No time to read and digest the glut of business news swirling in the online jet stream? Here’s a quick roundup of Australia’s most pressing and interesting business news in August 2023.
What does the end of 3G mean for Australian businesses?
Not everyone is aware that the 3G network is about to be switched off across the country in favour of 4G and 5G.
Here are the major Australian telco dates for switching off 3G:
- Vodafone: December 2023
- Telstra: June 2024
- Optus: September 2024.
What does this mean for those who still rely on 3G? While many Australians who live in major centres and capital cities may not be as affected, there will be a real effect felt in rural communities, many of which are already underserved in terms of telecommunications infrastructure.
Unreliable internet and phone services are already a plague on the rural landscape – (and 3G is often the only option available.)
With businesses relying on trustworthy internet to run cloud applications, websites, eCommerce, and a variety of other modern business functions, there are fears of additional pressures if 3G is switched off prematurely or internet access is disrupted.
Better Internet for Rural, Regional and Remote Australia (BIRRR) co-founder Kristy Sparrow said rural communities, like her own in Alpha, western Queensland, were already waiting for tower upgrades and many remain skeptical that they would be covered by 4G promptly.
“Members have seen declining Internet coverage or have had to spend money on boosting equipment and antennas to get coverage,” she said.
However, Telstra’s regional general manager in southern Queensland, May Boisen, indicated areas covered by 3G would continue to get coverage, saying that,
“When we switch off the 3G network, you will have the 4G coverage there in your area.”
But it’s not just rural Australia that will be affected – there’s a plethora of people and businesses that still use 3G phones, ATMs, and even medical devices. Watch this space.
Michele Bullock to replace Philip Lowe as RBA governor as a shakeup begins
Amid a recent review into the functioning of the RBA, it seems we’re about to see the back of Phillip Lowe and welcome RBA veteran Michele Bullock as she steps into the lead role. Bullock, currently the deputy, will be the RBA’s first female governor.
Often viewed as the face of recent inflation and interest rate rises, Lowe courted criticism when his prediction that rates wouldn’t rise until 2024 fell woefully short.
The new appointment, announced by Treasurer Jim Chalmers and Prime Minister Anthony Albanese, came off the back of a review of how the RBA functioned, which released a report in March 2023.
Treasurer Chalmers praised ‘fiercely independent’ Bullock’s approach:
“Michele is an outstanding economist and an accomplished and respected leader.
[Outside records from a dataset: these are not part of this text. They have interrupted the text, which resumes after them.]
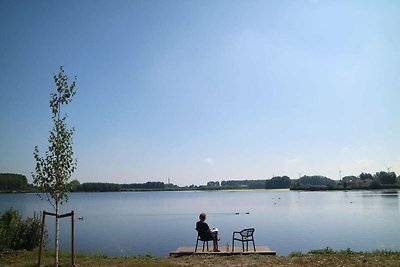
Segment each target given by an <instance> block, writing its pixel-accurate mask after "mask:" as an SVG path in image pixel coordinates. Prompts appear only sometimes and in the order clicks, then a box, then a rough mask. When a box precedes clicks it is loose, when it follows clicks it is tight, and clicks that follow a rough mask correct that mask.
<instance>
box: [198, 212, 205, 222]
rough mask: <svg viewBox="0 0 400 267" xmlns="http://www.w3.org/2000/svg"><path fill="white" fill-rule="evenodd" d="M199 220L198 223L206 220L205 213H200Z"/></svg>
mask: <svg viewBox="0 0 400 267" xmlns="http://www.w3.org/2000/svg"><path fill="white" fill-rule="evenodd" d="M199 219H200V221H205V220H206V214H205V213H200V215H199Z"/></svg>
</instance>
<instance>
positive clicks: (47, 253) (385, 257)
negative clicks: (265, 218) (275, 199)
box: [0, 251, 400, 267]
mask: <svg viewBox="0 0 400 267" xmlns="http://www.w3.org/2000/svg"><path fill="white" fill-rule="evenodd" d="M37 255H38V254H37V251H36V252H35V251H34V252H27V251H17V252H12V253H3V254H0V266H27V267H28V266H29V267H33V266H36V264H37ZM294 255H296V256H287V257H282V256H266V255H247V256H218V255H194V256H182V257H168V258H155V257H151V256H140V257H126V258H123V257H118V258H112V257H107V256H94V255H77V256H76V258H75V263H76V265H75V266H121V267H125V266H141V267H146V266H149V267H153V266H154V267H172V266H205V267H207V266H213V267H215V266H226V267H228V266H229V267H230V266H249V267H250V266H300V267H301V266H310V267H313V266H400V252H396V253H394V252H373V253H328V254H324V253H317V254H312V253H308V254H304V255H301V254H294ZM69 257H70V255H68V254H65V253H62V254H61V255H60V265H61V266H70V258H69ZM42 262H43V265H42V266H52V263H53V257H52V255H51V254H50V253H45V254H44V258H43V261H42Z"/></svg>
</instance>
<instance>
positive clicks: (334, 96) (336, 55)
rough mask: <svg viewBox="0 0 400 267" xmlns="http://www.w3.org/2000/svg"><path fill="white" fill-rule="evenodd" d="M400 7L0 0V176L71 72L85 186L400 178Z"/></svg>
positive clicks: (364, 2) (69, 113) (17, 165)
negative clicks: (315, 175)
mask: <svg viewBox="0 0 400 267" xmlns="http://www.w3.org/2000/svg"><path fill="white" fill-rule="evenodd" d="M399 14H400V1H397V0H393V1H367V0H360V1H356V0H350V1H348V0H344V1H329V0H328V1H318V0H309V1H306V0H303V1H301V0H299V1H294V0H293V1H265V0H263V1H236V0H230V1H218V0H217V1H215V0H212V1H183V0H181V1H164V0H160V1H149V0H145V1H131V0H129V1H40V0H39V1H18V0H17V1H11V0H1V1H0V93H1V98H0V99H1V100H0V138H1V139H0V172H12V173H22V174H24V175H26V176H27V177H28V178H29V179H31V176H30V173H31V172H32V171H33V170H34V159H33V149H34V147H35V145H38V146H39V148H40V150H41V151H42V153H43V152H44V151H45V149H46V148H47V138H48V133H49V131H50V129H51V117H50V116H51V113H50V108H49V105H48V102H49V98H50V93H51V92H52V91H53V90H55V85H54V82H53V80H52V75H53V73H56V72H57V71H58V69H59V66H60V65H63V66H64V69H65V71H66V73H67V74H68V75H69V76H70V77H71V78H72V77H73V76H75V75H76V76H77V77H78V83H77V94H76V96H75V98H74V100H73V102H72V103H71V104H70V105H69V106H68V108H67V113H68V114H69V120H68V125H69V126H71V127H72V126H73V127H75V129H76V132H75V134H74V151H75V156H76V157H77V158H78V161H79V162H78V169H77V171H76V172H75V173H74V175H73V179H78V180H79V181H81V182H88V181H93V182H94V181H107V182H117V183H136V182H145V181H149V180H151V181H164V182H167V179H168V177H170V179H171V182H173V183H175V184H178V185H190V184H204V183H206V182H207V181H210V180H219V181H222V180H227V179H267V178H268V179H269V178H271V177H272V176H273V175H288V176H290V177H291V178H297V177H298V176H299V173H301V174H302V175H314V174H315V175H317V174H318V175H324V176H328V177H331V178H333V179H338V178H339V170H341V172H342V175H343V176H345V175H359V174H360V173H361V172H362V171H363V172H371V173H375V172H377V171H381V170H385V171H386V170H387V167H391V169H390V170H391V171H395V172H396V173H397V174H400V142H399V132H400V120H399V115H400V104H399V103H400V49H399V48H400V15H399Z"/></svg>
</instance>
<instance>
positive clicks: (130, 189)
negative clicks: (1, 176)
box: [0, 186, 400, 194]
mask: <svg viewBox="0 0 400 267" xmlns="http://www.w3.org/2000/svg"><path fill="white" fill-rule="evenodd" d="M377 190H400V187H398V186H395V187H381V188H353V189H351V188H347V189H343V188H280V189H260V188H256V189H250V188H218V189H217V188H215V189H214V188H213V189H210V188H173V189H172V188H170V189H168V188H165V189H161V188H160V189H121V190H118V191H71V192H69V193H113V192H114V193H118V192H121V193H123V192H124V193H129V192H191V191H192V192H217V191H221V192H257V191H258V192H264V191H265V192H267V191H268V192H289V191H304V192H327V191H346V192H348V191H377ZM25 193H26V194H40V193H43V192H39V191H34V190H23V191H15V190H13V191H11V190H8V191H0V194H25Z"/></svg>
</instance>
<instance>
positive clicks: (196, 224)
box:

Her appointment best combines experience and expertise with a fresh leadership perspective at the Reserve Bank as well.”
The government sought a new governor to oversee what could be extensive changes at the RBA.
One of the key changes will see two RBA boards replace the current one, with a specialised board to oversee the setting of interest rates.
Mortgage holders in further strife as special offers dry up and banks protect their profits
Replete with rising interest rates, we’re now reaching the point in this recent inflationary upheaval where a sizeable chunk of borrowers are coming off low-interest fixed rates.
(In recent times, banks and lenders rolled out special offers for new customers, attempting to pull them away from their existing lenders, but this bubble began to burst heavily at the beginning of 2023.)
And now, those deals are fast ending, meaning mortgage holders looking for more favourable rates and better deals, are losing out.
“At the peak, we saw 35 lenders offering cashback deals to new customers willing to refinance over to them,” says RateCity’s research director Sally Tindall. “Today, that number is just 12.”
The rolling back of such special deals began with Commonwealth Bank in March 2023. Since then, many lenders have followed suit. As Ms. Tindall noted,
“When CBA says ‘jump’, often the banks say, ‘how high?'”
The result? CBA, among other lenders, is currently experiencing record profits, largely driven by rising net interest profits (aka the gap between the interest it pays and charges).